How to actually catch this
Reading your own schemas for these bugs is hard — the required-references-a-missing-property one in particular is invisible until it's breaking every call in prod. So I wrote a tiny zero-dependency linter for exactly this: tool-schema-lint (npx tool-schema-lint your-tools.json). It flags vague descriptions, untyped params, free-text-where-you-meant-enum, and the silent required/properties mismatch — for both Anthropic and OpenAI tool formats. It's free and MIT-licensed; point it at your tool definitions and see what falls out.
If you want the bigger picture — the tool-patterns that keep multi-step agents on the rails, plus a runnable eval rubric for scoring "did it call the right tool with the right args in the right number of steps" — that's the Agent Builder's Toolkit. And if you're earlier on the curve, the free field guide covers seven reliability rules and three paste-able guardrails, no email required.
The one-paragraph version
Tool-calling reliability compounds: 95% per call is ~66% over eight steps, so small per-call gains matter enormously. Most misses come from two controllable things. First, the schema — it's the only instruction the model gets, so write real descriptions, type and enum your params, and make sure every name in required actually exists in properties (that last bug silently breaks every call). Second, guessing — if a missing field touches money, publishing, deletion, or customer communication, make the agent ask instead of inventing a value. Then validate the model's output as untrusted input before you execute. Schema plus judgment, not a smarter model, is where the reliability lives.

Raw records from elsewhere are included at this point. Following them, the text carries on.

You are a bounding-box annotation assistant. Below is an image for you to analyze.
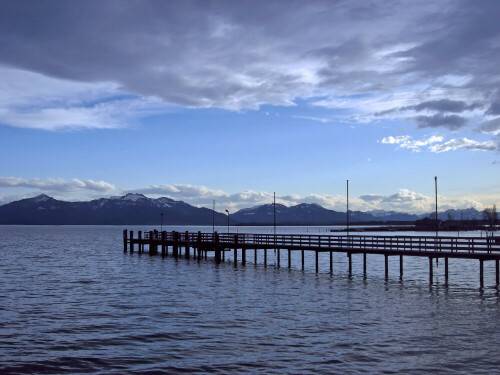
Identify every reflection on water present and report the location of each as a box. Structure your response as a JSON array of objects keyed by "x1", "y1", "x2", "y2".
[{"x1": 0, "y1": 226, "x2": 500, "y2": 374}]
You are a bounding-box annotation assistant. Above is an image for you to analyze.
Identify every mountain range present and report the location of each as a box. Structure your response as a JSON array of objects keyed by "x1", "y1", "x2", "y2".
[{"x1": 0, "y1": 194, "x2": 482, "y2": 225}]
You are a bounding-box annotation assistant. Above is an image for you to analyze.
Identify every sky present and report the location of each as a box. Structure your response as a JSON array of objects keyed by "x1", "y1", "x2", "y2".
[{"x1": 0, "y1": 0, "x2": 500, "y2": 213}]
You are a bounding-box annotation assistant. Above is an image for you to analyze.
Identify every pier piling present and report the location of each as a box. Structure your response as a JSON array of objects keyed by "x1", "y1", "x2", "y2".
[
  {"x1": 123, "y1": 229, "x2": 127, "y2": 253},
  {"x1": 429, "y1": 257, "x2": 434, "y2": 284},
  {"x1": 444, "y1": 257, "x2": 448, "y2": 284},
  {"x1": 123, "y1": 229, "x2": 500, "y2": 289},
  {"x1": 384, "y1": 254, "x2": 389, "y2": 280},
  {"x1": 479, "y1": 259, "x2": 484, "y2": 289}
]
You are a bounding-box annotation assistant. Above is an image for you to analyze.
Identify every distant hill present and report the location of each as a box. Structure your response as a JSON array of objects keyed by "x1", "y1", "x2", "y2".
[
  {"x1": 0, "y1": 194, "x2": 482, "y2": 225},
  {"x1": 0, "y1": 194, "x2": 227, "y2": 225}
]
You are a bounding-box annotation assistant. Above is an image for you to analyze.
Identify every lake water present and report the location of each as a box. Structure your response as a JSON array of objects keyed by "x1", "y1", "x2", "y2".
[{"x1": 0, "y1": 226, "x2": 500, "y2": 374}]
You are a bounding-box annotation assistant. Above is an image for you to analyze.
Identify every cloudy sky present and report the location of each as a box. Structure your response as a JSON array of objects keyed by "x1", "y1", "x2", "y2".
[{"x1": 0, "y1": 0, "x2": 500, "y2": 212}]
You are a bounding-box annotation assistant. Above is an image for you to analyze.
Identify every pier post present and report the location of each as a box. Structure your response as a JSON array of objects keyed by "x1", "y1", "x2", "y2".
[
  {"x1": 149, "y1": 230, "x2": 154, "y2": 255},
  {"x1": 233, "y1": 234, "x2": 238, "y2": 266},
  {"x1": 172, "y1": 231, "x2": 179, "y2": 258},
  {"x1": 479, "y1": 259, "x2": 484, "y2": 289},
  {"x1": 495, "y1": 259, "x2": 500, "y2": 286},
  {"x1": 384, "y1": 254, "x2": 389, "y2": 280},
  {"x1": 137, "y1": 230, "x2": 144, "y2": 254},
  {"x1": 444, "y1": 257, "x2": 448, "y2": 284},
  {"x1": 195, "y1": 231, "x2": 201, "y2": 261},
  {"x1": 399, "y1": 255, "x2": 403, "y2": 279},
  {"x1": 429, "y1": 257, "x2": 434, "y2": 284},
  {"x1": 221, "y1": 236, "x2": 225, "y2": 262},
  {"x1": 123, "y1": 229, "x2": 127, "y2": 253},
  {"x1": 161, "y1": 231, "x2": 167, "y2": 257},
  {"x1": 214, "y1": 232, "x2": 221, "y2": 264}
]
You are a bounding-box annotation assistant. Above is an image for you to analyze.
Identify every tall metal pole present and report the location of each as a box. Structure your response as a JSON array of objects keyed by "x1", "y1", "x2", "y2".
[
  {"x1": 347, "y1": 180, "x2": 349, "y2": 235},
  {"x1": 434, "y1": 176, "x2": 439, "y2": 237},
  {"x1": 273, "y1": 192, "x2": 276, "y2": 240}
]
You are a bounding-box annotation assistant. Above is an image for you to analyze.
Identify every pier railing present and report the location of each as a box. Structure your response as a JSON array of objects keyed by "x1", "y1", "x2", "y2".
[
  {"x1": 123, "y1": 229, "x2": 500, "y2": 288},
  {"x1": 144, "y1": 232, "x2": 500, "y2": 254}
]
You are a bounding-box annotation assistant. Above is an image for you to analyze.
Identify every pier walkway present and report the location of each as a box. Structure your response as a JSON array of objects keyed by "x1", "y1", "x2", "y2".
[{"x1": 123, "y1": 229, "x2": 500, "y2": 288}]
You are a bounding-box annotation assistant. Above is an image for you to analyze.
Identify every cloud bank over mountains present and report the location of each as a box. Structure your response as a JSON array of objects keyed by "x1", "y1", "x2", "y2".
[
  {"x1": 0, "y1": 0, "x2": 500, "y2": 152},
  {"x1": 0, "y1": 177, "x2": 489, "y2": 213}
]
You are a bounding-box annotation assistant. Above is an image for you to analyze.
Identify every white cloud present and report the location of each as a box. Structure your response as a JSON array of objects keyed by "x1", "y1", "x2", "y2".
[
  {"x1": 125, "y1": 184, "x2": 483, "y2": 213},
  {"x1": 0, "y1": 0, "x2": 500, "y2": 134},
  {"x1": 292, "y1": 116, "x2": 332, "y2": 123},
  {"x1": 429, "y1": 138, "x2": 498, "y2": 153},
  {"x1": 380, "y1": 135, "x2": 443, "y2": 152},
  {"x1": 0, "y1": 67, "x2": 169, "y2": 131},
  {"x1": 0, "y1": 177, "x2": 115, "y2": 193}
]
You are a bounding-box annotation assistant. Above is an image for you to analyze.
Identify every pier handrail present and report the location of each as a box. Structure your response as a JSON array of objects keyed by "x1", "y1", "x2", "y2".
[{"x1": 144, "y1": 231, "x2": 500, "y2": 253}]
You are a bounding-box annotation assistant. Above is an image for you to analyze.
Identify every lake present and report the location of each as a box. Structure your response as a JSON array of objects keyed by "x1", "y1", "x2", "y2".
[{"x1": 0, "y1": 226, "x2": 500, "y2": 374}]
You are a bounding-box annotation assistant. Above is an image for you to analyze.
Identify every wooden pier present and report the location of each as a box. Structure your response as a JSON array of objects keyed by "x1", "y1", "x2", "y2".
[{"x1": 123, "y1": 229, "x2": 500, "y2": 288}]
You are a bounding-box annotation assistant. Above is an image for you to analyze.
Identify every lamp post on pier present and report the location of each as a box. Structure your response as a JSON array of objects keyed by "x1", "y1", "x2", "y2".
[
  {"x1": 347, "y1": 180, "x2": 349, "y2": 235},
  {"x1": 434, "y1": 176, "x2": 439, "y2": 237}
]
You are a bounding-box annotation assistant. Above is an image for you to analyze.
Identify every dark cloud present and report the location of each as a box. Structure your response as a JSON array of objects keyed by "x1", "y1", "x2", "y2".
[
  {"x1": 377, "y1": 99, "x2": 483, "y2": 116},
  {"x1": 0, "y1": 0, "x2": 500, "y2": 122},
  {"x1": 477, "y1": 117, "x2": 500, "y2": 134},
  {"x1": 400, "y1": 99, "x2": 481, "y2": 113},
  {"x1": 412, "y1": 114, "x2": 467, "y2": 130},
  {"x1": 359, "y1": 194, "x2": 385, "y2": 202}
]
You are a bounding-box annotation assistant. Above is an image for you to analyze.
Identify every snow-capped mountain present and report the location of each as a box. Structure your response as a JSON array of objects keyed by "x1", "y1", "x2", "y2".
[{"x1": 0, "y1": 194, "x2": 227, "y2": 225}]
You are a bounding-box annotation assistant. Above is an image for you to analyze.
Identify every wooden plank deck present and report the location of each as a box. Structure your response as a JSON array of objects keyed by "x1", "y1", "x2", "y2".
[{"x1": 123, "y1": 230, "x2": 500, "y2": 288}]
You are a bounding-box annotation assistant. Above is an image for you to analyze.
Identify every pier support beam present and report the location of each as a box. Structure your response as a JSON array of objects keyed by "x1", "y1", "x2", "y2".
[
  {"x1": 233, "y1": 234, "x2": 238, "y2": 266},
  {"x1": 444, "y1": 257, "x2": 448, "y2": 285},
  {"x1": 495, "y1": 259, "x2": 500, "y2": 286},
  {"x1": 384, "y1": 254, "x2": 389, "y2": 280},
  {"x1": 149, "y1": 230, "x2": 156, "y2": 255},
  {"x1": 214, "y1": 233, "x2": 221, "y2": 264},
  {"x1": 184, "y1": 231, "x2": 191, "y2": 259},
  {"x1": 399, "y1": 255, "x2": 403, "y2": 279},
  {"x1": 429, "y1": 257, "x2": 434, "y2": 284},
  {"x1": 479, "y1": 259, "x2": 484, "y2": 289},
  {"x1": 172, "y1": 231, "x2": 179, "y2": 258},
  {"x1": 161, "y1": 231, "x2": 167, "y2": 256},
  {"x1": 123, "y1": 229, "x2": 127, "y2": 253}
]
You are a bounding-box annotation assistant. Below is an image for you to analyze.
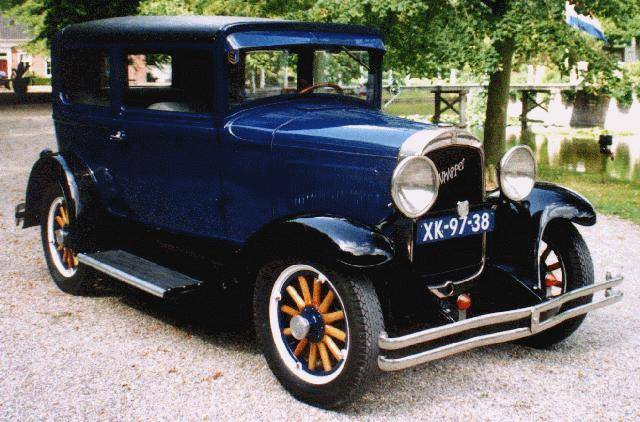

What's the worst wrong-tool call you've shipped? Reply and tell me — I collect these.
Top comments (1)
The compounding failure math is the thing most teams don't internalize until they measure it end to end. One thing that helped us in a LangGraph pipeline was adding an explicit "when NOT to use this tool" block to each schema description alongside the normal usage instructions; the model's mis-routing rate dropped more from knowing what to avoid than from better descriptions of what the tool does.